For the second time. Bugger.
On Friday morning I shall go to a very nice private hospital. A phlebotomist (and I'm in agreement with City Girl about how that is the nastiest job title going) will jab something the size of a drainage culvert into the crook of my arm and collect about a bathful of crimson. In a matey, cheerful way, of course. I'm then going to be allowed a tuna sandwich, after having peed into a cup. Happy happy joy. Please wash your hands.
A nurse will then lead me into another room where I'll be measured, weighed, prodded, punched and processed. My eyes and ears checked, my lungs functioned. Pads stuck to my chest to determine my heart rhythms.
And then the real fun starts.
I'll be ushered in to talk to the doctor, who'll have spent the last twenty minutes uhm-ing and ahh-ing over my completed questionnaire. If this were the vets, the shotgun would be primed and ready. But it's not, so the doctor will instead fix me to a chair with a megawatt stare. I'll have gone back 30 years in attitude.
"So tell me about your diet."
"Mumble mumble mumble beer cheese meat and a bit of veg mumble mumble."
"And exercise. How often do you get out of breath?"
"Mumble mumble every time I walk up the stairs mumble mumble."

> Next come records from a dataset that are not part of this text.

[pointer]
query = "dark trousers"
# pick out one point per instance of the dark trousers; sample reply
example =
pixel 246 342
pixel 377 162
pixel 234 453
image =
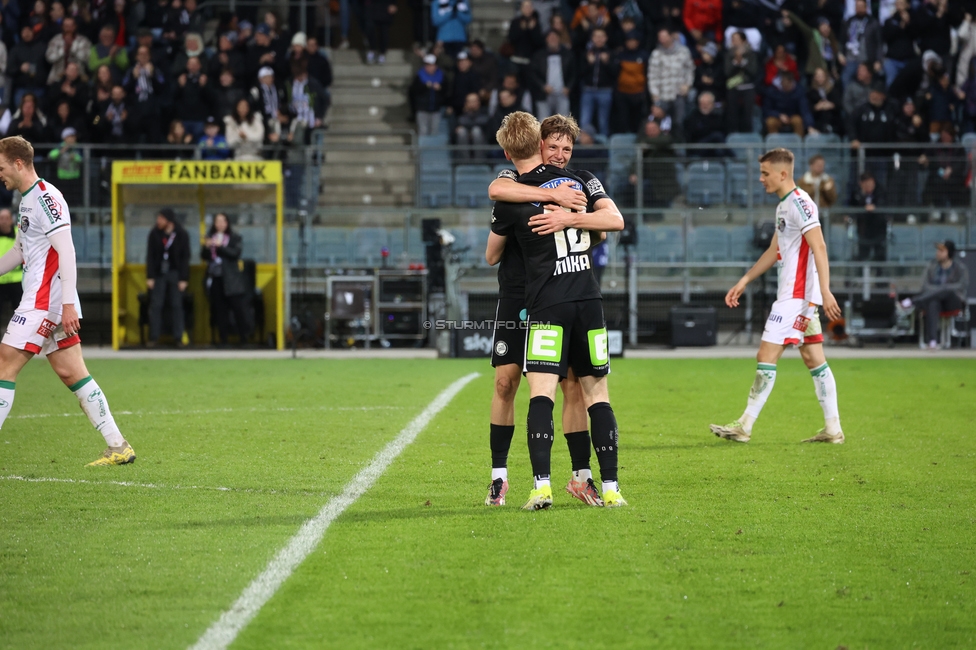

The word "obese" will be used. Preceded by "clinically", which, to be frank, doesn't soften the blow terribly much. And then there will be the final test. The one that us men are supposed to do on ourselves in the shower every morning. Normally I need someone at the very least to buy me a bloody good dinner before I'll let them put their hands there.
And it was at this point, as I was typing this, when I remembered the "Are you OK with a female doctor?" conversation.